Foan alluded to a program that “will respond to the changing situation of China’s population development” (according to a translation prepared by state media journalist Fred Gao). This would confirm a Reuters report that China is pondering a monthly stipend of around 800 yuan for second and third additions to a Chinese family.

It would be a calculated repudiation of a policy that was castigated by so many for being both an authoritarian intrusion into privacy and a draconian birth control measure that involved coercive abortions and sterilizations in order for citizens to adhere to the demands of the state. As the Wall Street Journal notes, the policy also spawned a sex-selective abortion industry that favored male children being born and females aborted.

The apparent reversal in policy is not an admission of moral but economic failure, according to the Journal. The one child policy might have engendered all manner of trauma for Chinese people but it also produced severe economic dislocation.

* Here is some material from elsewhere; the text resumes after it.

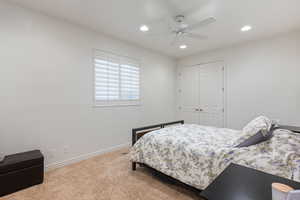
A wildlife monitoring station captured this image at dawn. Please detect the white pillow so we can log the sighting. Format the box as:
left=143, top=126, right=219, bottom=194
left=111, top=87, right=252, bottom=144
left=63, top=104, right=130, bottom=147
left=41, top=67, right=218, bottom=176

Although China promoted the policy as a means of containing population growth so it would not hinder economic growth, the Journal noted that the result has been a population that is getting older and smaller – and negatively affecting economic prosperity.

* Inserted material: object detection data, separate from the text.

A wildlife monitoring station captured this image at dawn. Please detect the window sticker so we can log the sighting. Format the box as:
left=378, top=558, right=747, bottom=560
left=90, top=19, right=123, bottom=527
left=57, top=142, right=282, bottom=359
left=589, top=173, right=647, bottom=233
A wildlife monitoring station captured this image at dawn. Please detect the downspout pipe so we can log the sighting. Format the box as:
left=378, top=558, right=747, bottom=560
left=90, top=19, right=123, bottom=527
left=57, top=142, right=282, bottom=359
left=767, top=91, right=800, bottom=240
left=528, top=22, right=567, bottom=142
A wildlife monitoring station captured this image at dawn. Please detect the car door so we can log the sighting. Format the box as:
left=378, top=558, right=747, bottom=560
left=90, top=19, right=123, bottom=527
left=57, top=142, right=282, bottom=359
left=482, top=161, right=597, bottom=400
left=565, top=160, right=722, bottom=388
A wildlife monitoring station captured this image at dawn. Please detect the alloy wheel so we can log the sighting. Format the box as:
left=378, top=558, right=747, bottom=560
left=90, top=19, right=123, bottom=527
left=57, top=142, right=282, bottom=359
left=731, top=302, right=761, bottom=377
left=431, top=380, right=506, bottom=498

President Xi Jinping ceased the one child policy in 2016 and began allowing parents to have up to three children in 2021. But mere permission hasn’t been enough to change habits forcibly learned and so the state might now be offering the carrot to bear children as it once waved the stick to abort them. The Journal suggested that this might not work in China because it hasn’t worked elsewhere.

“Prosperity has reduced child-bearing across the developed world, but democracies let nature and individual choice take their course. China’s Communist Party chose brutal coercion, with damaging consequences that are likely to persist for the foreseeable future. Chalk up another defeat for central planning—and for Western intellectuals who wished we could be more like China,” the Journal concluded.